The minimum average variable cost can be found by plugging this value of Q back into the average variable cost function:

AVC = 191.93 - 0.0305(6,375) + 0.0000024(6,375)^2

AVC ≈ $87.17 (minimum average variable cost)

a. To determine if the parameter estimates are statistically significant at the 2 percent level of significance, we need to check the p-values associated with each parameter estimate. A p-value less than 0.02 would indicate statistical significance at the 2 percent level.

b. To determine if the average variable cost curve is U-shaped, we can examine the coefficient of the quadratic term (cQ2). If the coefficient is positive, it suggests a U-shaped curve. If it is negative, it suggests an inverted U-shaped curve.

c. To calculate the estimated average variable cost when Argus Corporation produces 8,000 vacuum cleaners per month, we can substitute Q = 8,000 into the average variable cost function (AVC = a + bQ + cQ2) using the parameter estimates obtained from the regression analysis. The estimated average variable cost is the value of AVC at Q = 8,000.

To calculate the estimated marginal cost, we need the derivative of the average variable cost function with respect to Q. Differentiating AVC with respect to Q gives us the expression for the marginal cost function (MC). To calculate MC at Q = 8,000, substitute Q = 8,000 into the marginal cost function using the parameter estimates obtained from the regression analysis.

Total variable cost is the product of average variable cost (AVC) and the quantity produced (Q). To calculate the estimated total variable cost when Argus Corporation produces 8,000 vacuum cleaners per month, multiply the estimated average variable cost (AVC at Q = 8,000) by 8,000.

Total cost is the sum of total fixed cost and total variable cost. Since the fixed cost is given as $180,000 per month, to calculate the estimated total cost when Argus Corporation produces 8,000 vacuum cleaners per month, add the estimated total variable cost (TVQ at Q = 8,000) to $180,000.

d. Repeat the same calculations as in part c, but substitute Q = 10,000 instead of Q = 8,000.

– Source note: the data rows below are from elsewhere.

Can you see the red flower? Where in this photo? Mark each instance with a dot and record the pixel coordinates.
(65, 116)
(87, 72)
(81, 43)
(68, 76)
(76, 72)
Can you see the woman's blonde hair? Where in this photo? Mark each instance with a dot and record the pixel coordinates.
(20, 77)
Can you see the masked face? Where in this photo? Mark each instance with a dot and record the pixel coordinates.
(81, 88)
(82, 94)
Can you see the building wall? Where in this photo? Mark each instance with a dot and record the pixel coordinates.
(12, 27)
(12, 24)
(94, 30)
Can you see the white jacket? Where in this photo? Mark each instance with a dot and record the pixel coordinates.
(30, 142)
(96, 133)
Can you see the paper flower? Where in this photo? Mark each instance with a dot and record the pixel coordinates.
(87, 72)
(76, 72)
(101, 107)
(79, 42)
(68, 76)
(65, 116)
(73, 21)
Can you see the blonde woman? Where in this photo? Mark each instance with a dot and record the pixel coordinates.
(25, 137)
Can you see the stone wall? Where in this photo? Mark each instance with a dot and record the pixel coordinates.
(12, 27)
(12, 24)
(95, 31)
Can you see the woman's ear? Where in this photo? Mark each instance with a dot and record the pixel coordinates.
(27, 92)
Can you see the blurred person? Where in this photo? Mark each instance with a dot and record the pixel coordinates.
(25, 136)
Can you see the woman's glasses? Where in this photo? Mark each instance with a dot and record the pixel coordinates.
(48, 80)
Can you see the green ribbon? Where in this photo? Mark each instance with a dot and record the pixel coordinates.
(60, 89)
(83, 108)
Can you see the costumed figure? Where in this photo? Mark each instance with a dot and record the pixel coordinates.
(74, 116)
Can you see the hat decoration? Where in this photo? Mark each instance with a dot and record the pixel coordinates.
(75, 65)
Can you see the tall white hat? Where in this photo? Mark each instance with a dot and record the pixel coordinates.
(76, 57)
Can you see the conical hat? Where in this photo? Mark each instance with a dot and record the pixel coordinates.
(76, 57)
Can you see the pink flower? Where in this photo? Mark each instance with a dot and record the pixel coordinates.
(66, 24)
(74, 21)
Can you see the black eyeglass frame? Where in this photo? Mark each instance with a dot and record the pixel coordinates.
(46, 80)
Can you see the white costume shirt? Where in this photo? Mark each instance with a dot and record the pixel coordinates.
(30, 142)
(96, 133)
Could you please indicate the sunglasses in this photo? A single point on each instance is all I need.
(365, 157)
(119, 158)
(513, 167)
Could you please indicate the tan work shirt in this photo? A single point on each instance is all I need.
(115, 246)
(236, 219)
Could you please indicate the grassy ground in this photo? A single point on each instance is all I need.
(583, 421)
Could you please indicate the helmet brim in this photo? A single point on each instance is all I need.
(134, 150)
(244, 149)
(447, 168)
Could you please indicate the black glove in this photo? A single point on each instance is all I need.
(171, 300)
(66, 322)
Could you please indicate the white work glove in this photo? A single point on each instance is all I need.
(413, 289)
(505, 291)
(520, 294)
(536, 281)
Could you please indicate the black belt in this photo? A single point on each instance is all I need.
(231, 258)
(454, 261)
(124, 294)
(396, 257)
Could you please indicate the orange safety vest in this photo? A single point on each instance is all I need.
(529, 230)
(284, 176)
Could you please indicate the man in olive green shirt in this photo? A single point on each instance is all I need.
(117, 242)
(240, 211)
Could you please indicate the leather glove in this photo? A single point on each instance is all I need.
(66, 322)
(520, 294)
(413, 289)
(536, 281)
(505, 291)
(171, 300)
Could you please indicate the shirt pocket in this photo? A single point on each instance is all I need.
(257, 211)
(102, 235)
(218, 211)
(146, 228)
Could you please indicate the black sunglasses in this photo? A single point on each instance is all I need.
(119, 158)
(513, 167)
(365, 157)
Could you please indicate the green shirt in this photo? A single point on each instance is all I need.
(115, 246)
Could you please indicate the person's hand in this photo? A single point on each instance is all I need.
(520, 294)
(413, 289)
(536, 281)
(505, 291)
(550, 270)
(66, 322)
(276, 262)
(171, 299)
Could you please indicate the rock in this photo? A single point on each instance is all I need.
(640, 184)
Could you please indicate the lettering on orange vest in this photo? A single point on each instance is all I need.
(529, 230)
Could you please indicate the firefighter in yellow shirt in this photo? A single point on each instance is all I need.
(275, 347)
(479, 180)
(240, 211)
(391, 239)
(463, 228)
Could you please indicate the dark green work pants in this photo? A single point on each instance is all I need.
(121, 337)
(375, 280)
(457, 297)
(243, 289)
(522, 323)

e. The level of output at which average variable cost is at a minimum can be determined by finding the value of Q that corresponds to the vertex of the quadratic function, which represents the average variable cost curve in this case. The minimum average variable cost is the value of AVC at the level of output (Q) that minimizes the average variable cost function.